I bought the Craftsman RAS in 1962 and the blade probably a year later. I"m not sure whether it was a rip, crosscut or combination. It has been so long ago but I think it left a rather rough cut. I don't remember there being too many carbide blades back then. It must still be in my collection so I'll try it one of these days. I don't think the RAS is fit for ripping but I have a table saw now. I was thinking of using it for cutting up slabs for firewood.
I forgot to mention I was using the blade on a table saw. I never liked ripping with the ras.
There are several things that effect the aggressiveness of a rip....tooth count is one of them. Typically fewer than 20T on a 10" starts giving pretty rough cuts, but I'd imagine an 8T-10T blade would really fly through thick stuff. Hook angle and tooth grind can also effect how aggressive the cut is....a steeper hook is more aggressive, and flat top teeth are the most effecient at removing chips. Kerf thickness, runout, sharpness, surface friction, wood stress, wood flatness, and blade cleanliness also factor in.
Bird, I have an old SEARS ras (when they made them with the very heavy rear post) and had a 24 tooth rip that cut old salty marine salvage red oak 3" + with no problem. Just don't stand in front of the stick! BE CAREFUL if it skews it WILL launch it real quick. all the best , Pat
They make pallet wood ripping blades that are 8 teeth and a flat topped grind with a positive hook. Obviously less teeth are less expensive to put carbide on. Less teeth takes less power to cut with as well so for a contractor saw this would be the way to go instead of a bigger motor.

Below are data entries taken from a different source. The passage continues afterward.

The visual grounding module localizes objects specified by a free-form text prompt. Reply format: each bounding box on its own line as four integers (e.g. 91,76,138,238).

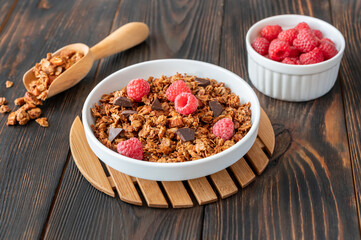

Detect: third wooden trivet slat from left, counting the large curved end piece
137,178,168,208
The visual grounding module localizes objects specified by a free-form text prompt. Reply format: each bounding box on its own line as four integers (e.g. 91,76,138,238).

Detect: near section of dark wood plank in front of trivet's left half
44,158,203,239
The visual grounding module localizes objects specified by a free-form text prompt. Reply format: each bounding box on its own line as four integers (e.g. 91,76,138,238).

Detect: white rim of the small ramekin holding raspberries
246,14,346,75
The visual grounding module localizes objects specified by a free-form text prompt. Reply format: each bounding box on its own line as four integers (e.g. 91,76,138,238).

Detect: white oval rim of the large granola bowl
82,58,261,168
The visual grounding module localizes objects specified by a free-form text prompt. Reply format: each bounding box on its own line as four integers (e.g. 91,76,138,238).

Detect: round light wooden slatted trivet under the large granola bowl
70,109,275,208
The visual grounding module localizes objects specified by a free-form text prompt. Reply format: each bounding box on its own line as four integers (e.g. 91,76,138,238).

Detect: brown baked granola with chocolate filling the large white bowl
91,74,251,162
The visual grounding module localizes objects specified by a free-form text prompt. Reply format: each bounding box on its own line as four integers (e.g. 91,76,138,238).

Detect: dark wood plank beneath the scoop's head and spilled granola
0,0,118,239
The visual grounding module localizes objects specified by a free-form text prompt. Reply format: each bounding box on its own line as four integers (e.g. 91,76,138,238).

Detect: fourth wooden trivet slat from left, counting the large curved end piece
162,182,193,208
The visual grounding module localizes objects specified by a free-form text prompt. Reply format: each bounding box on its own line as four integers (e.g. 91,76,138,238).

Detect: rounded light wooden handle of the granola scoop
90,22,149,60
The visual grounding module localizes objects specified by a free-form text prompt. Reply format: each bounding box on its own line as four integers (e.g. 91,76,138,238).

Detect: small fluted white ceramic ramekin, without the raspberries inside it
246,15,345,101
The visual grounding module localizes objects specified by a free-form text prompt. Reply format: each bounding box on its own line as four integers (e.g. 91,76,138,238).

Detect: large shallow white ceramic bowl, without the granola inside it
82,59,260,181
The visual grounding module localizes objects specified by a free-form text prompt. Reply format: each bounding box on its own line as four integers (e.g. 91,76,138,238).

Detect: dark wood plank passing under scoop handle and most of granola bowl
44,0,223,239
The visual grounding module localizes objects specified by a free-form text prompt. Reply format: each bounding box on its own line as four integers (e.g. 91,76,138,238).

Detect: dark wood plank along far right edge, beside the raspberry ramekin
330,0,361,231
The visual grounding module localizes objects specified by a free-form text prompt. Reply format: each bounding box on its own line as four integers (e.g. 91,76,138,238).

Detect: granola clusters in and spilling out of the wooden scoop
0,49,83,127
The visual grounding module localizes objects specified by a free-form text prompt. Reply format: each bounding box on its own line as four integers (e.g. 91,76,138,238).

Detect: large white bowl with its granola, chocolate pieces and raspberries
82,59,260,181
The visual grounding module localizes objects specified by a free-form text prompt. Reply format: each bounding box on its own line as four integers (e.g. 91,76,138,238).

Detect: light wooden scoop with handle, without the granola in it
23,22,149,98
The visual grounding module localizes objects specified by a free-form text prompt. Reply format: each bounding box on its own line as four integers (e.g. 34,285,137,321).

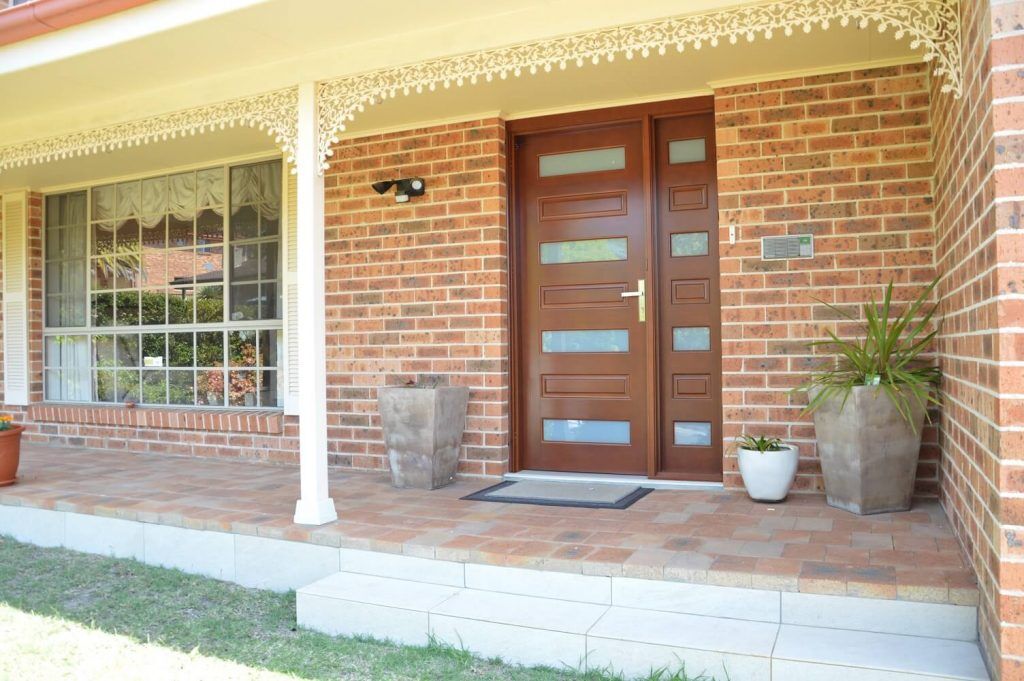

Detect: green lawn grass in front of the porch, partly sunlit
0,538,711,681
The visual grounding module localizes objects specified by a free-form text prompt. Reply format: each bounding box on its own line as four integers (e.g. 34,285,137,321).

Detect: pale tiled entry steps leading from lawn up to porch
297,569,989,681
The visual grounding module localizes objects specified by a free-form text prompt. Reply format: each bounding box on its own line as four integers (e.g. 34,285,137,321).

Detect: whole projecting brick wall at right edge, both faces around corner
933,1,1024,681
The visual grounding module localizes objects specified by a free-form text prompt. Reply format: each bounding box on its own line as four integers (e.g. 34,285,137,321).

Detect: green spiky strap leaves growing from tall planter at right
797,280,942,430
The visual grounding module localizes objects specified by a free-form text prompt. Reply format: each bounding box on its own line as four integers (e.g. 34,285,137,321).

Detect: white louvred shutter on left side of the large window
0,190,31,406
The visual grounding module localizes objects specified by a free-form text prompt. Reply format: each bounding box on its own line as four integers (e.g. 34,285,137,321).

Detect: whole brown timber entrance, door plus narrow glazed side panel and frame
509,98,722,480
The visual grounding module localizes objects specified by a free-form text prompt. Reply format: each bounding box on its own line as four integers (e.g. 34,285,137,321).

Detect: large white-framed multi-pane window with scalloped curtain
44,161,283,408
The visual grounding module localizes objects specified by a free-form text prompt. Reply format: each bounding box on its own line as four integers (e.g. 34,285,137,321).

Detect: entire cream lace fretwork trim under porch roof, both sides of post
0,0,963,171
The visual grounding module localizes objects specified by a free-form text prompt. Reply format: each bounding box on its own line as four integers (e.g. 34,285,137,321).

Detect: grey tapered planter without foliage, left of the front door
377,386,469,490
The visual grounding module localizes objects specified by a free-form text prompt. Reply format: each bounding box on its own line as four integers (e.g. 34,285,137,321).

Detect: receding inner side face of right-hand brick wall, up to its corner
933,2,999,667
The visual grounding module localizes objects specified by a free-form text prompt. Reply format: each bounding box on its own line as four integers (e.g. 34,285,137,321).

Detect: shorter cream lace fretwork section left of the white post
0,88,299,171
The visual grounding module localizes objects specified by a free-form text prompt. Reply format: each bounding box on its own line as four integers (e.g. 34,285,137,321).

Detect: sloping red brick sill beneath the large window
28,403,285,435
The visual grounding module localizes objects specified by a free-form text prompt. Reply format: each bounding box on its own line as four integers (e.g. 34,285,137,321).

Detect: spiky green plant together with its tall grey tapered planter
798,282,941,514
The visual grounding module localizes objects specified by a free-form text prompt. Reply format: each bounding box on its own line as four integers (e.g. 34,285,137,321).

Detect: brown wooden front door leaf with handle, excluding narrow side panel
517,122,648,473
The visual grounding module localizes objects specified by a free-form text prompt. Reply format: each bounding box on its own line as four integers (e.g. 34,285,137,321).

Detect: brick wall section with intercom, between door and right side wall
715,65,938,494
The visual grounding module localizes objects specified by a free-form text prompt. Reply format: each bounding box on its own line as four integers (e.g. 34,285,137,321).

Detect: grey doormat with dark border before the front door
463,480,653,509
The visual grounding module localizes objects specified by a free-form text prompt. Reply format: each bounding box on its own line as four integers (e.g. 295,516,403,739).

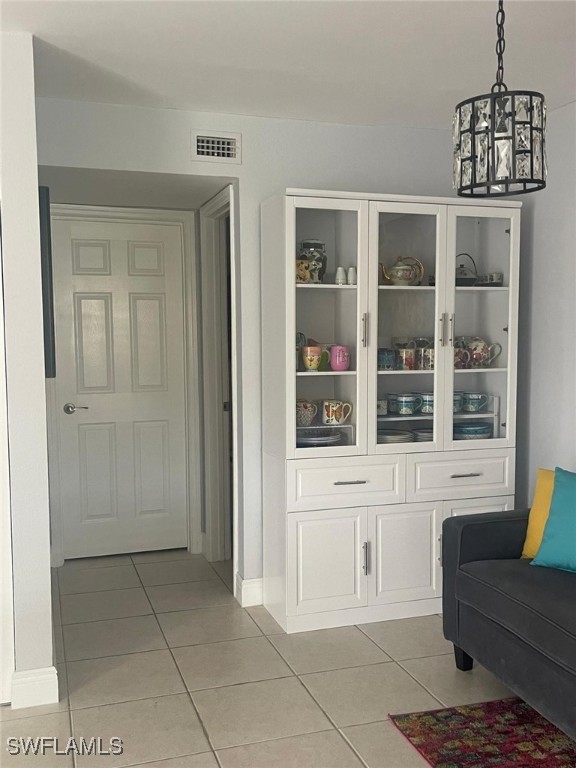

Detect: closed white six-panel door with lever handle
52,217,187,558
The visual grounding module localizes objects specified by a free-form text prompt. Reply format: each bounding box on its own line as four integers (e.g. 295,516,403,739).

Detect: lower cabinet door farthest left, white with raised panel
287,507,367,615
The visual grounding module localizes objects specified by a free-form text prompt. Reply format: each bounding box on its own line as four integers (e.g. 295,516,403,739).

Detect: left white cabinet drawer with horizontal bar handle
286,456,406,512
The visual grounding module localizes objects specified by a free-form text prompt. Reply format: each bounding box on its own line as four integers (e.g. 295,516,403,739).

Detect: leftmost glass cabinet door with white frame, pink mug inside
288,198,368,457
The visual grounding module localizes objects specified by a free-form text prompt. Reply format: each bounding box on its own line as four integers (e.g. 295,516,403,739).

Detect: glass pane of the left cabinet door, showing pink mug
294,208,361,448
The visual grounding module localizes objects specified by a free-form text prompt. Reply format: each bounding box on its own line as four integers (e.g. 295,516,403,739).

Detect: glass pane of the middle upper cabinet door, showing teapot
373,213,437,444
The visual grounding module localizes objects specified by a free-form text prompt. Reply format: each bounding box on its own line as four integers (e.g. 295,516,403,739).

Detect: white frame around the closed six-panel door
46,204,202,567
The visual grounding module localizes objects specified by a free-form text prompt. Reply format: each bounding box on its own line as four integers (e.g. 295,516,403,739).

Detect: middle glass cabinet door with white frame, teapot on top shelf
368,203,446,453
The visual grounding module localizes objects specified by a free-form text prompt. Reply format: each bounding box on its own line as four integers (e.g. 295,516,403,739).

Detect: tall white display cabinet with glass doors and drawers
262,190,520,632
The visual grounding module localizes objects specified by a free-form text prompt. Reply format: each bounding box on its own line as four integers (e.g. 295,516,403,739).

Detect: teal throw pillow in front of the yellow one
531,467,576,572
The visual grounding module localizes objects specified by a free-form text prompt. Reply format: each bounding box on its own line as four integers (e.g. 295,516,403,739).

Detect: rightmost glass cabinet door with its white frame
444,207,519,449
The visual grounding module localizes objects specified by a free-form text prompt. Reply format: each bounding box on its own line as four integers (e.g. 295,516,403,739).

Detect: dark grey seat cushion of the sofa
456,560,576,674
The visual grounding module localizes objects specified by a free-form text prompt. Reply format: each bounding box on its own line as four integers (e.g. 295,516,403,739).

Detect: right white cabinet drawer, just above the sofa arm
406,449,514,501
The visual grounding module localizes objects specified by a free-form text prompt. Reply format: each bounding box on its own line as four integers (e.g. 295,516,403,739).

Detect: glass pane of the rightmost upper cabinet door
452,216,511,441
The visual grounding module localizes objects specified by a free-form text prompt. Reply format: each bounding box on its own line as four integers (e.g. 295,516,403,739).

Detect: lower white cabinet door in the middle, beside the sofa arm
368,501,443,604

If your blade has aternate bevels on the teeth then it's not a real rip blade. Most likely just a cheap blade.
Blade is flat topped, no alternating teeth. Bet is was a real cheap blade, most likely made for cutting light metals.
Absolutely not designed for cutting metals. It's a cheap rip blade. Non-ferrous blades are triple chip and a lot more teeth and negative hook. Flat top grind means dedicated rip blade and that few teeth would be comparable to a pallet wood type rip blade for rough fast ripping.